Я закрываю глаза, закидываю голову на спинку кожаного кресла и смеюсь, слизывая с губ сладкий лампочный сок.
Responsorium
...ночь начала сгорать с кромки горизонта, что светлела и плавилась, исходя пепельным снегом. Это напоминало о ритуальном сожжении фотонегативов в чёрной лакированной пепельнице, ничего в себе не отражавшей. Тот же едкий запах, от которого сводит судорогой уголки сухих глаз, а в душе прорастает саксаул. Это грустное зрелище, но оно завораживает. Я продолжаю стоять на пустынной аллее, зарывшись носками сапожек в пушистый сугроб, и смотреть вверх. Безветрие. Пустота. Растворитель рассвета смывает нуар гуаши с мира, который скорее натюрморт, чем пейзаж. На холсте всех оттенков белого я дерзко красуюсь последним мазком тьмы, да краснеют ещё на кривой рябине уцелевшие от птиц ягоды – целые грозди миниатюрных сердечек. Кирпичные стены смотрят внутрь себя – на спящих за ними людей. Стоит мне чуть смежить ресницы, отрешаясь от решения загадки о том, чьи фотографии жгут там, наверху, и я тоже их вижу – прозрачными, стеклянными глазами лампочек. Они немигающе, свысока взирают на разметавшиеся по подушкам волосы, на откинутые руки и полуоткрытые рты. Я невольно задумываюсь над тем, выгляжу ли я столь же нелепо и беззащитно, когда сплю? Навряд ли. Ведь я почти не сплю. И совсем не ем вишню. А на щеках моих зола, и от шарфа с пальто пахнет дымом. Чужими городами, пустыми поездами. И чуть-чуть рябиной.

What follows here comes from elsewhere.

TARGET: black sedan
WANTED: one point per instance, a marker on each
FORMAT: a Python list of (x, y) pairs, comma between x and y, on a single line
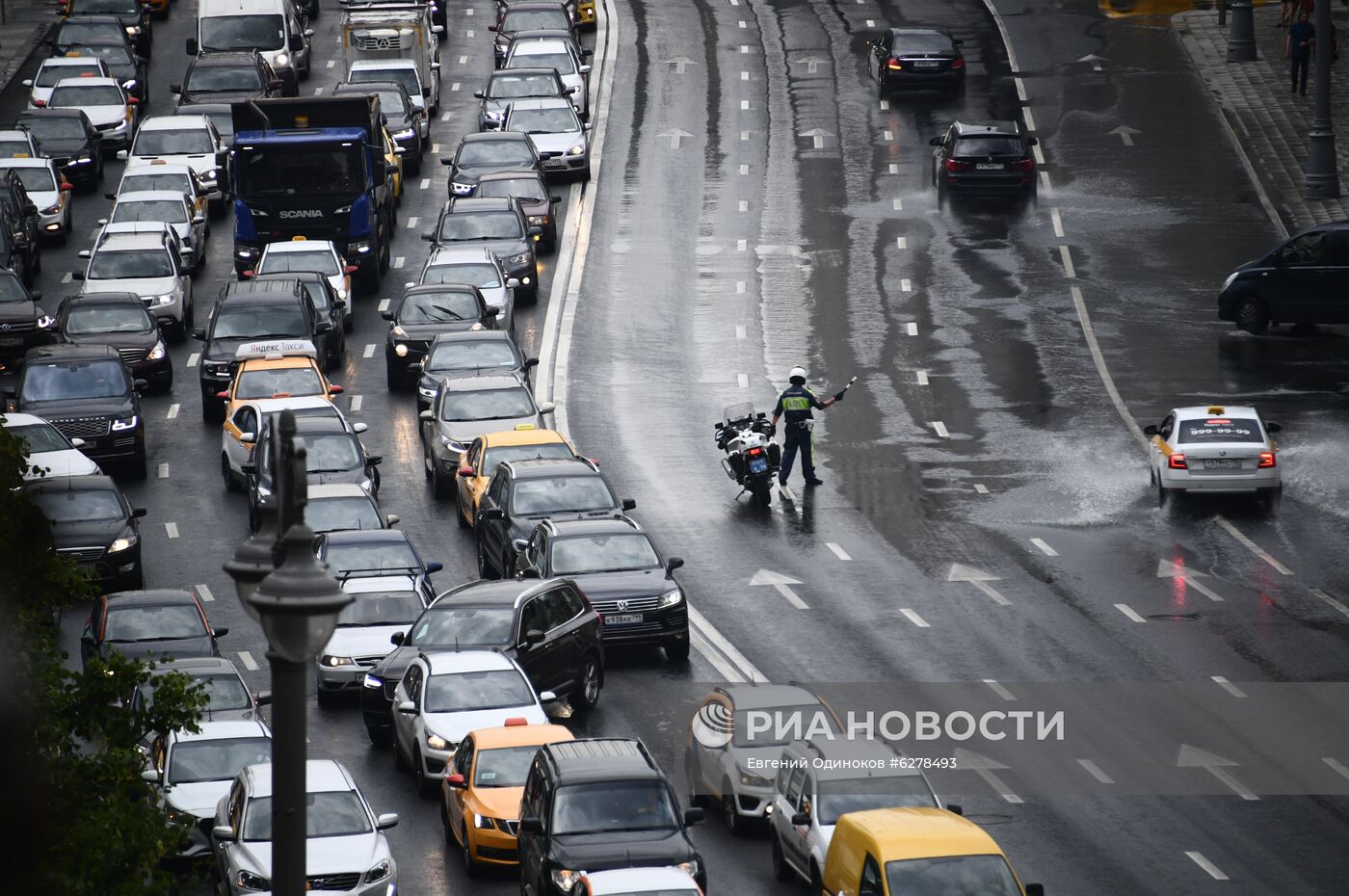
[(142, 623), (93, 525)]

Это белое безмолвие было слишком идеальным для того, чтобы продлиться чуть более получаса: в военной части проиграли зарю, и бернар-верберовыми муравьями зашевелились на вышках караульные, принюхиваясь к запаху жжёной фотобумаги. Её остатки так и продолжали кружиться надо мной крупными хлопьями, оставляя на пальто пепельные пятна а-ля снежный леопёрд. Видимо, кого-то наверху сильно раздражало моё вопиющее несоответствие спело-белому полуобмороку утра... ну и пусть. Ведь на контровые ebony & ivory, кои мы с миром из себя являем, вот-вот прольётся третий цвет – цвет жизни. Ибо доподлинно известно: где сахар, там и клюква. В моём конкретном случае – где соль, там и вишня. Это неизбежно, как... как налоговое декларирование.
Мимо по целинным снегам проплывают первые ласточки понедельника: делегация гербологов во главе с завлабом дель Фрио. Склоняют головы, вежливо желая мне доброго утра. Лично мне это словосочетание кажется оксюмороном, но я молчу и не комментирую. Хрустальный шар, под которым покоится мирок Антинеля, наполняется звуками: хлопаньем форточек и дверей, скрипом снега под подошвами, низким гудением энергии. Ветер усиливается в прямой пропорциональности пробуждению обитателей Антинеля; я нахожу это весьма логичным. Поднимаю воротник и зябко обнимаю себя за локти, встав спиной к центральному корпусу. Наблюдаю за тем, как пробирается сквозь начинающуюся метель тот, кому никогда нет дела до пепельниц, лампочек и рябины.
-Как Вы думаете, Дьен, - начинаю я созерцательно, заставляя его поперхнуться своим «Дорес кларо».
-Как Вы думаете, что было на тех фотонегативах?..
Он смотрит долго и слегка обречённо, а я терпеливо ожидаю, склонив голову набок. Глаза цвета вишни вбирают, вбирают меня в свою сладкую глубину, словно неловко свалившуюся в варенье траурную моль – способные навеки удержать в своём плену, но не способные понять, что именно они поймали.
-Я думаю, что Вам надо почистить пальто, вот что я думаю. Что это вообще за пятна?.. - он кончиками пальцев проводит по моему рукаву, недоверчиво растирает и не менее недоверчиво нюхает.
Потом восклицает возмущённо:
-Уму непостижимо! Где Вы только взяли столько пепла?..
-...я же говорю, кто-то, сам себе палач, на небе старые плёнки палит в пепельнице... и не плачет, - тихо отзываюсь я, глядя на его верхнюю пуговицу. Она круглая, тёмно-вишнёвая, с четырьмя дырочками. Если бы Дьен был пуговицей, он был бы именно этой пуговицей.
-Интересно, какая бы пуговица вышла из меня? - продолжаю я мысль вслух, не дождавшись ответа насчёт плёнок. Возможно, это было что-то личное.